- Born: 1933 (age 92–93) Ramallah, Mandate for Palestine
- Education: Columbia University; University of London; Sorbonne University;
- Occupation: Archeologist
- Writing career
- Period: 1990s
- Genre: Novel
- Notable work: A Beggar at Damascus Gate

= Yasmin Zahran =

Palestinian archeologist and novelist (born 1933)

Yasmin Zahran (ياسمين زهران; born 1933) is a Palestinian writer and archeologist who is known for her novels, including A Beggar at Damascus Gate.
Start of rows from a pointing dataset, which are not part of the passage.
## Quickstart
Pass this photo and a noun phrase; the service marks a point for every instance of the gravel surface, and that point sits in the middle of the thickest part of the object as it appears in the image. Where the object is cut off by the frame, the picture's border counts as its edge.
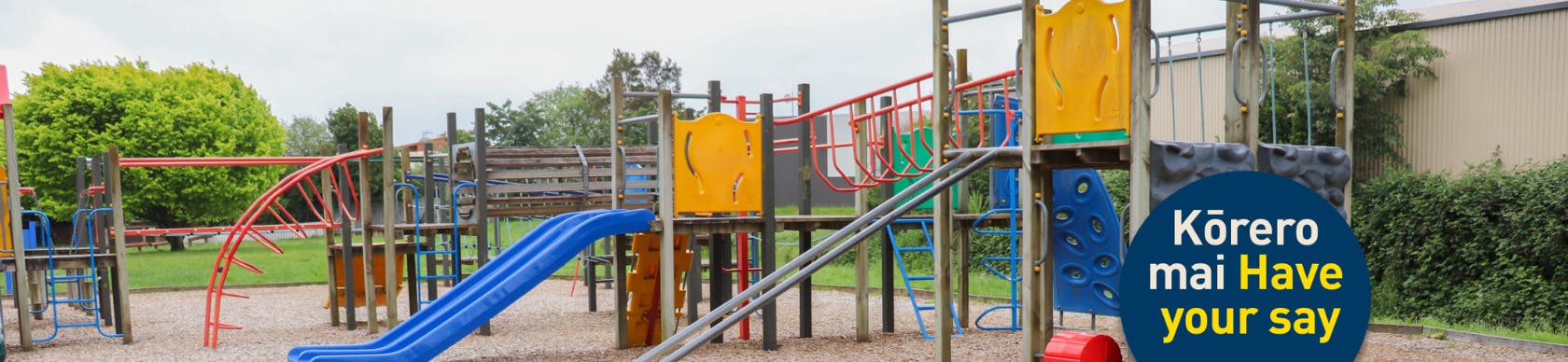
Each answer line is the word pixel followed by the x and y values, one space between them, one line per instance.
pixel 549 325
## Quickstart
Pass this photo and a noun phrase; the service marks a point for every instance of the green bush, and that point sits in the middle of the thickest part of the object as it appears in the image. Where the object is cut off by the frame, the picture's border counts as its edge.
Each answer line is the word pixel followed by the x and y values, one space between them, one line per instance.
pixel 1485 246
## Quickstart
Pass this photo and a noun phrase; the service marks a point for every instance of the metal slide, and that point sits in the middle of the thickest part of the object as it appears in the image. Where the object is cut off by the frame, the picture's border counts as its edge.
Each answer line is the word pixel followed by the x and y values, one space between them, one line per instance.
pixel 488 290
pixel 811 260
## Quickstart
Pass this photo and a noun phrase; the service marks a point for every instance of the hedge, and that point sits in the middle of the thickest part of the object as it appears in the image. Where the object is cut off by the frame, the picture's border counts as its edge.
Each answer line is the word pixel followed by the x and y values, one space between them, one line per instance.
pixel 1485 246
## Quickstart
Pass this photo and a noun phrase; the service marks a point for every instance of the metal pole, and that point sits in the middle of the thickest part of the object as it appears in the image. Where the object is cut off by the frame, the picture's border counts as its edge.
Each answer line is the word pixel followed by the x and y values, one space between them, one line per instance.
pixel 618 188
pixel 878 218
pixel 984 13
pixel 482 196
pixel 862 331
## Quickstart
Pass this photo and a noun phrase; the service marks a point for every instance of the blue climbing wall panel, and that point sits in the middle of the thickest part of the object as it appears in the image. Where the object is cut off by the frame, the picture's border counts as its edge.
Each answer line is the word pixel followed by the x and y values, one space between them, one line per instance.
pixel 1085 237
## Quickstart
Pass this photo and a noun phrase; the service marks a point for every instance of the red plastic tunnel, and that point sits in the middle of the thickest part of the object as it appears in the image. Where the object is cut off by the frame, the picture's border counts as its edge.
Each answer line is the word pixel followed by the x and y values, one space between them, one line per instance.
pixel 1076 347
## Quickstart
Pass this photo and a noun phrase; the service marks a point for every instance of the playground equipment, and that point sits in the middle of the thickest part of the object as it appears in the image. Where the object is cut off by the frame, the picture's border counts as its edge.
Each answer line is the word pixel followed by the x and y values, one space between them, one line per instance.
pixel 87 274
pixel 1063 94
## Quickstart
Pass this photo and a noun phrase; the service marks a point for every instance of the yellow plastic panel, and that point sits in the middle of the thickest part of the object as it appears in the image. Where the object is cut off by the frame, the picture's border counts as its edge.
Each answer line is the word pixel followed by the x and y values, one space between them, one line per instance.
pixel 1083 68
pixel 641 309
pixel 719 165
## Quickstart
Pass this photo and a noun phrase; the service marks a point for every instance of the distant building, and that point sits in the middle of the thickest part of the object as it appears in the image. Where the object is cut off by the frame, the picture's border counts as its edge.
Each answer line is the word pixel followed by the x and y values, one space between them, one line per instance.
pixel 1501 87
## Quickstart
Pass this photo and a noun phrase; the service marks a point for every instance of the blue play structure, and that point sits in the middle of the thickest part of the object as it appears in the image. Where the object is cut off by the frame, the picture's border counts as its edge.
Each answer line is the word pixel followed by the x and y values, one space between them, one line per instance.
pixel 488 290
pixel 1085 232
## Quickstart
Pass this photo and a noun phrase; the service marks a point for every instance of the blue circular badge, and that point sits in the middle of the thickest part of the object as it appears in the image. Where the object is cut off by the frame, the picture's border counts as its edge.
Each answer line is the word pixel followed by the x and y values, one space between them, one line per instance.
pixel 1245 267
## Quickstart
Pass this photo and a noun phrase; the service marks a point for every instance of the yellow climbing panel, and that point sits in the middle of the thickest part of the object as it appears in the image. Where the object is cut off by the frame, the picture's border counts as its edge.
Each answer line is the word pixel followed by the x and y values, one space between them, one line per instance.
pixel 719 165
pixel 641 284
pixel 1083 68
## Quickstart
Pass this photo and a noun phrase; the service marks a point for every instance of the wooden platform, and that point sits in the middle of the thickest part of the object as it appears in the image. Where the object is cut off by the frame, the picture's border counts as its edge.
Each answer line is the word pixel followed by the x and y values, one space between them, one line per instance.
pixel 64 258
pixel 1060 156
pixel 733 225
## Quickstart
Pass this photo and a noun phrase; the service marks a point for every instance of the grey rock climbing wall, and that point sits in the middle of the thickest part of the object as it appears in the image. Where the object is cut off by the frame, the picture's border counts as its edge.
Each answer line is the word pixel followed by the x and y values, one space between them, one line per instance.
pixel 1321 168
pixel 1176 163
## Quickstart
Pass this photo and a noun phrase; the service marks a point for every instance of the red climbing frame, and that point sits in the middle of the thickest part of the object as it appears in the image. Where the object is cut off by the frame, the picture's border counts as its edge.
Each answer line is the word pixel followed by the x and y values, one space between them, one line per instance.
pixel 246 228
pixel 906 115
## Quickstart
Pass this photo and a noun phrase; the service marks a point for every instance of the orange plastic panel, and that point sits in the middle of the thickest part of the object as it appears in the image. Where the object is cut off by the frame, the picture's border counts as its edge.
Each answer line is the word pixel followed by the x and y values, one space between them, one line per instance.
pixel 641 284
pixel 719 165
pixel 1083 68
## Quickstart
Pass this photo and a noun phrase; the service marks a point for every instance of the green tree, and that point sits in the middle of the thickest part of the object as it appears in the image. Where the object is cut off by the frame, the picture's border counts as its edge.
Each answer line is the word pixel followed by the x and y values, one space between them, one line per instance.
pixel 308 136
pixel 507 124
pixel 343 122
pixel 568 117
pixel 643 73
pixel 179 112
pixel 1385 60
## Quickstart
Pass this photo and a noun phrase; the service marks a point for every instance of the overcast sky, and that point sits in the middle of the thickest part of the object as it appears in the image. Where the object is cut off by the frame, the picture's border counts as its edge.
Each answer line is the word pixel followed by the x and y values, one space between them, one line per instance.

==Early life and education==
Zahran was born in Ramallah in 1933. She graduated from Columbia University and the University of London. She received a PhD in archaeology from Sorbonne University in Paris.

==Career and activities==
Following her graduation Zahran was employed in the UNESCO. Then she worked at the Postgraduate Institute of Archaeology in Jerusalem. She is the cofounder of the Jerusalem-based Institute of Islamic Archaeology which was established in 1992. Zahran's studies focus on the leading historical figures in the Middle East such as Zenobia which she described as a multi-ethnic queen.

Zahran is a resident of both Paris and Ramallah.

===Books===
Zahran published her first novel, The First Melody, in 1991 which was published in Arabic. Her second book, A Beggar at Damascus Gate, which was written in English was published in 1993 and narrates the struggle of Palestinians to find a place which they could call home. This novel largely reflects Zahran's own experience.

Her other books include Philip the Arab: A Study in Prejudice, Zenobia Between Reality and Legend, Ghassan Resurrected and Septimius Severus: Countdown to Death. She wrote a book about cats entitled The Golden Tail in 2017.